Updates to CCSS Standard from CCSS Q1 2021 meeting

[P3B]

The following changes were approved by the CCSS Steering Committee at the Q1 meeting.

Changes: -Add documentation requirement for policies and procedures -Update standard to state testing covers an effective period -Remove deterministic wallet requirement -Remove unique address per transaction requirement

[jsmith-dev]

-Remove unique address per transaction requirement

Are there meeting notes / expanding the rationale of this change.. first glance seems like a non-trivial change, so interested to learn what precipitated the change in thinking on this guideline.

[Abstrct]

-Remove unique address per transaction requirement

Are there meeting notes / expanding the rationale of this change.. first glance seems like a non-trivial change, so interested to learn what precipitated the change in thinking on this guideline.

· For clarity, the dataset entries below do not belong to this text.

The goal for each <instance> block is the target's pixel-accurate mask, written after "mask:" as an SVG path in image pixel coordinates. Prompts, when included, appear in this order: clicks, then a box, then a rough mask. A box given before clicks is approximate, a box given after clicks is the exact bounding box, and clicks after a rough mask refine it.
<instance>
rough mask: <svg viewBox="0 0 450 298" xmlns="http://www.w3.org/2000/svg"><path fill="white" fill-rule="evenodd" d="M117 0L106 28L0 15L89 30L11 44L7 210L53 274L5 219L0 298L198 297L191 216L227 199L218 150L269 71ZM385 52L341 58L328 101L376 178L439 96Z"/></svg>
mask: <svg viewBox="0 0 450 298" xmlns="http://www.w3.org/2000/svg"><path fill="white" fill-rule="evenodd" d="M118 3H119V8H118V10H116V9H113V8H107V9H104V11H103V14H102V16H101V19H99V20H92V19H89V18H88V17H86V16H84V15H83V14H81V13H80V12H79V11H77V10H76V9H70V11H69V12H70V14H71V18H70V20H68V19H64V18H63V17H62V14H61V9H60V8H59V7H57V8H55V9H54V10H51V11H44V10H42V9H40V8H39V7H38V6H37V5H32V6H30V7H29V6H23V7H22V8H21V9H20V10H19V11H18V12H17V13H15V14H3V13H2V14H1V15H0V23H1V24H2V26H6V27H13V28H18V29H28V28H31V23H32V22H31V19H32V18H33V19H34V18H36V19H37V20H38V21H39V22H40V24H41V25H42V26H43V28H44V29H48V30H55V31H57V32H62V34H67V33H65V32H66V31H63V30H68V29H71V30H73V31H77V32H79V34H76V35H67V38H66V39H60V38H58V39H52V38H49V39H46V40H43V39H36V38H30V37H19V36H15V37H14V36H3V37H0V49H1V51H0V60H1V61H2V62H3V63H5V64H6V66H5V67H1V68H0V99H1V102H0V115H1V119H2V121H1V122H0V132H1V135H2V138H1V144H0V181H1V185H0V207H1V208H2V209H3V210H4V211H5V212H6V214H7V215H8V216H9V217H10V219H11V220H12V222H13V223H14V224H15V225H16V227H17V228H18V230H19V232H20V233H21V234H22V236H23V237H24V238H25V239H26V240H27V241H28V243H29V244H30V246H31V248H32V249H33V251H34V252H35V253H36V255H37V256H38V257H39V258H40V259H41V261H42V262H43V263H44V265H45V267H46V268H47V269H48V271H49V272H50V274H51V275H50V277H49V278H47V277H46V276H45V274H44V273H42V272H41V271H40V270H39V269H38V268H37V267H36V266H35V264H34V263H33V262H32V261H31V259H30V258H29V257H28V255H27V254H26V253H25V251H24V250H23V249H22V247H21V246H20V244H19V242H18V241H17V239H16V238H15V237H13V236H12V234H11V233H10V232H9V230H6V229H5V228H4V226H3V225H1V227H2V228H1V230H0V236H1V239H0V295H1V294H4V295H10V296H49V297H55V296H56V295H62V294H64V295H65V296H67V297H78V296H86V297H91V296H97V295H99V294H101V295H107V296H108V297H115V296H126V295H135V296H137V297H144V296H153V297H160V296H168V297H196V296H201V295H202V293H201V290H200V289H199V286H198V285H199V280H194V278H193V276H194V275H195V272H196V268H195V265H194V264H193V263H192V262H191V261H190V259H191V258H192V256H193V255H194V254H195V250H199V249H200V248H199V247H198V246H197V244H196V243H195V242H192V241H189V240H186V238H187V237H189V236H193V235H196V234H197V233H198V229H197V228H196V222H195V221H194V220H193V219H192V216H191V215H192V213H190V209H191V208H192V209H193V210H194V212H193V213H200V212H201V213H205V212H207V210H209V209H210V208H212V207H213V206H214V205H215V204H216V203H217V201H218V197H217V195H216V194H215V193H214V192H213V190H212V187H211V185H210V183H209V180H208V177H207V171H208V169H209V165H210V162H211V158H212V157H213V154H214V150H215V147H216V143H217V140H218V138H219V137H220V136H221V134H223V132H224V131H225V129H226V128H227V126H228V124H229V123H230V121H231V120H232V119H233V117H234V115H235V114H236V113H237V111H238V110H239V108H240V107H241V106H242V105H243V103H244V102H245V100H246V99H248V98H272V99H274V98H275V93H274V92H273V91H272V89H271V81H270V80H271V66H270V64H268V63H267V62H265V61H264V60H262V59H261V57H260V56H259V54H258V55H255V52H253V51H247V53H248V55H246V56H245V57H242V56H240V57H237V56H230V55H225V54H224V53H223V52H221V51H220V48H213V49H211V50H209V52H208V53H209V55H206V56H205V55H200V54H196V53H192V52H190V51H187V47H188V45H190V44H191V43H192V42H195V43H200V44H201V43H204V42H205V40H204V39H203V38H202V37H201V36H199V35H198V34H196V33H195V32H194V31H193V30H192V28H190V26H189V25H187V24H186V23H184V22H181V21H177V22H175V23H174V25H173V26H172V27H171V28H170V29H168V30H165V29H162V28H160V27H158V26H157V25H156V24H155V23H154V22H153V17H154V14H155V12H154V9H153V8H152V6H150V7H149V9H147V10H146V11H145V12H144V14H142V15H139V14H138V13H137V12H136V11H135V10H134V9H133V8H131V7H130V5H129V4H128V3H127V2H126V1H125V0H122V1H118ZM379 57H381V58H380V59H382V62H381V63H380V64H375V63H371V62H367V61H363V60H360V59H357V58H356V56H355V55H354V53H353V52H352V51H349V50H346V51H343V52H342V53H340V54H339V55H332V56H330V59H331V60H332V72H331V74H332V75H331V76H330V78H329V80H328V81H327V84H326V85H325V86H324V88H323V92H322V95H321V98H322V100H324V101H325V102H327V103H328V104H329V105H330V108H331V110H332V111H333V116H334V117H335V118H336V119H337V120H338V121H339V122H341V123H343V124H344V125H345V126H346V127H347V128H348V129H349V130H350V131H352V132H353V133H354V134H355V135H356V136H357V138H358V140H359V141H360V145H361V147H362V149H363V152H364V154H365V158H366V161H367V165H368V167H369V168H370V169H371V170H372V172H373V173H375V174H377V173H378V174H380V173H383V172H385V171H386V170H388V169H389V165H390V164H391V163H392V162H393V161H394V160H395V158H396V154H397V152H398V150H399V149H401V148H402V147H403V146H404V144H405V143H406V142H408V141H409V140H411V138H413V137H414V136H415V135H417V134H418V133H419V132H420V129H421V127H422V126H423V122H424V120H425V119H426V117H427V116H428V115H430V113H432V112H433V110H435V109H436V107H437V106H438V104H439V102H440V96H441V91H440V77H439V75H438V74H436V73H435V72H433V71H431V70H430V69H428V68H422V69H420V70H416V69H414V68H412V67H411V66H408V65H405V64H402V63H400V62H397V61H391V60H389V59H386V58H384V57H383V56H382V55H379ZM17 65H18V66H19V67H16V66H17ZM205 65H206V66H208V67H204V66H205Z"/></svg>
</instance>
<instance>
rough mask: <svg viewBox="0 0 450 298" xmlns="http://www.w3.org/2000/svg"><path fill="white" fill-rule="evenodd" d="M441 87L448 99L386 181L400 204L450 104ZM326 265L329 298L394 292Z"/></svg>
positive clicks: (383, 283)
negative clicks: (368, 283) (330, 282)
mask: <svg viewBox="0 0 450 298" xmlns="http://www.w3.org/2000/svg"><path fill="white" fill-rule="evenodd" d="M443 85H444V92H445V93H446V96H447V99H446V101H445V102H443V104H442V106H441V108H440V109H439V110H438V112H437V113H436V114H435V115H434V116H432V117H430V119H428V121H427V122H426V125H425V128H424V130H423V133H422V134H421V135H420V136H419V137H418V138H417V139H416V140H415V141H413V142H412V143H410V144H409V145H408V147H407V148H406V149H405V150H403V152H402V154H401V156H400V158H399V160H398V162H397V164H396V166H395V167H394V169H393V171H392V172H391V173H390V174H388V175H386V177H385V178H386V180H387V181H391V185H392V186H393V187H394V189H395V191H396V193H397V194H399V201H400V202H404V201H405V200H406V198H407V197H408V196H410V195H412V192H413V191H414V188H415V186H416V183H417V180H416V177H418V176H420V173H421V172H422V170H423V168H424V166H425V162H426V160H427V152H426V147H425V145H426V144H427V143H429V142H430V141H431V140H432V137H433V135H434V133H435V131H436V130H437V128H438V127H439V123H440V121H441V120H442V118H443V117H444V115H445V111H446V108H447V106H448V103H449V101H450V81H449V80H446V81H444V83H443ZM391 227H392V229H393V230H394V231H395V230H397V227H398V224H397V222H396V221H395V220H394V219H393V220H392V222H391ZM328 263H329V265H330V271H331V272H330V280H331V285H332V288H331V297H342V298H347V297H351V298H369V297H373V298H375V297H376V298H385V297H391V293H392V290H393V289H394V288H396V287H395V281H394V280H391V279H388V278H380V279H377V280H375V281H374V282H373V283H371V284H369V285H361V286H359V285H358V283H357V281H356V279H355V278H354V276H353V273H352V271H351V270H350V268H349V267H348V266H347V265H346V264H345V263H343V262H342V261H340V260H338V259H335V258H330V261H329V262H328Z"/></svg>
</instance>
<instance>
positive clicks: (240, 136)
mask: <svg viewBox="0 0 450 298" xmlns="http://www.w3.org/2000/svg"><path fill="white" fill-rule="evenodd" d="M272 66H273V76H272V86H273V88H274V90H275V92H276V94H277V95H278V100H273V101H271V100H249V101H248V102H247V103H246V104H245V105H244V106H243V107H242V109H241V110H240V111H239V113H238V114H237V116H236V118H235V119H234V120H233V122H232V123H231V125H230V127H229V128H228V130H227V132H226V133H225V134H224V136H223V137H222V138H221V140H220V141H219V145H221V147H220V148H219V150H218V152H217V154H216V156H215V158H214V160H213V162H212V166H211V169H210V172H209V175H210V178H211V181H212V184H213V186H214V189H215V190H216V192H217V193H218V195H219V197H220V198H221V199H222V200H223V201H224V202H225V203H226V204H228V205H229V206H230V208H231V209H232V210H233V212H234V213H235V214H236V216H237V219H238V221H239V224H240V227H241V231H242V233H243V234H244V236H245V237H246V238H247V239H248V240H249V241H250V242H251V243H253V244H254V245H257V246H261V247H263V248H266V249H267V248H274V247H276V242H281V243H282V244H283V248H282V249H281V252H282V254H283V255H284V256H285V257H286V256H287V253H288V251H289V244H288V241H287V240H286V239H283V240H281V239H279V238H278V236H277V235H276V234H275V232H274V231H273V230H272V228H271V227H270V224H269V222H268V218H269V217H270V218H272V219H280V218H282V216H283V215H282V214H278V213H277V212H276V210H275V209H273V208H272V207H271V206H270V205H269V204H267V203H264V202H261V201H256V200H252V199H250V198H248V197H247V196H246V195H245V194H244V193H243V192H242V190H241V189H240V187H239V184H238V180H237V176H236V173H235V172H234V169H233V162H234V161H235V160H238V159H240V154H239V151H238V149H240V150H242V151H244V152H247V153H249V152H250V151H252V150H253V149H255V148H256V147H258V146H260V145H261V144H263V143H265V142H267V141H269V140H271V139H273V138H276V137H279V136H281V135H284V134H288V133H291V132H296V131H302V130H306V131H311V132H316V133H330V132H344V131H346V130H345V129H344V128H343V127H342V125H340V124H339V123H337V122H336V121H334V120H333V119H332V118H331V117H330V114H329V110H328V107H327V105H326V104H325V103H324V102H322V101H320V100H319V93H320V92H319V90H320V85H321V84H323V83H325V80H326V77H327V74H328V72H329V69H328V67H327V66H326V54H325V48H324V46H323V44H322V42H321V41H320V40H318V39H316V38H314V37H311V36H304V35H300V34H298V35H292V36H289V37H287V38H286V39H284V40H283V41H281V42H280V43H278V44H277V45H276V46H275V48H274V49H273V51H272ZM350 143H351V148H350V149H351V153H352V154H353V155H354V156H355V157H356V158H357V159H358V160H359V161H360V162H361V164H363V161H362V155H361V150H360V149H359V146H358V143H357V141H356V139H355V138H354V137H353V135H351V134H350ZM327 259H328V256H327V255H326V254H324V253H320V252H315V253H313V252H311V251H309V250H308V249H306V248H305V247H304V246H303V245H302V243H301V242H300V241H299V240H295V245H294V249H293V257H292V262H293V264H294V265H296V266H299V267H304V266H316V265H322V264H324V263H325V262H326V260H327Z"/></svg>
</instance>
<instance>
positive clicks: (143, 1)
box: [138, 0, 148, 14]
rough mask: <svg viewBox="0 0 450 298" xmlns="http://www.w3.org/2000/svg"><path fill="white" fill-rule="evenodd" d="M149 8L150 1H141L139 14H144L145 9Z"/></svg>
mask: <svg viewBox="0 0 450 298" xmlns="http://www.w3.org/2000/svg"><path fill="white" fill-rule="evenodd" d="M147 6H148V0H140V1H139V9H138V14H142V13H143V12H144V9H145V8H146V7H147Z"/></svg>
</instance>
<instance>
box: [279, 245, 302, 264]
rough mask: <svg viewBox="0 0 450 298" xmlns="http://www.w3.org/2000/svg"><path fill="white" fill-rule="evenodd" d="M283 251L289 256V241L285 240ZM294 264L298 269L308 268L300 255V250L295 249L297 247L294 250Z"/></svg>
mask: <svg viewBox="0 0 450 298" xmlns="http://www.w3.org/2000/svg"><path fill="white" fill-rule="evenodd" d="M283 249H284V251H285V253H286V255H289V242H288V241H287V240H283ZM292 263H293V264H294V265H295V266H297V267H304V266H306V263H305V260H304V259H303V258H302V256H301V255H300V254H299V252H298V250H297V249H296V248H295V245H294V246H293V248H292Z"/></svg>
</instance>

@jsmith-dev Thanks for the inquiry!

The committee has been discussing this very control for quite a while, so the decision wasn't made lightly. I'm happy to share some of the background that led to the ultimate change confirmed in this PR.

First some background on the original purpose of the control. There were two reasons why unique addresses per transaction were believed to improve the security of an organizations overall cryptocurrency posture:

1. When signing a transaction, the corresponding public key for an address is exposed as part of the signature proof. The public key being exposed makes funds stored in other inputs controlled by the same address vulnerable to (hypothetical) cryptanalysis by quantum computers.
2. it is a common privacy conscious technique to always use new addresses for receiving and "change" to thwart tracing exercises.

Another important piece of background, the initial draft of the CCSS was originally released February 2015, several months before the launch of Ethereum's mainnet went live - a blockchain that uses account based addresses rather than the UTXO style we were all accustomed to.

So with that all in mind, now 6 years after that initial draft, what has led to the removal of this control?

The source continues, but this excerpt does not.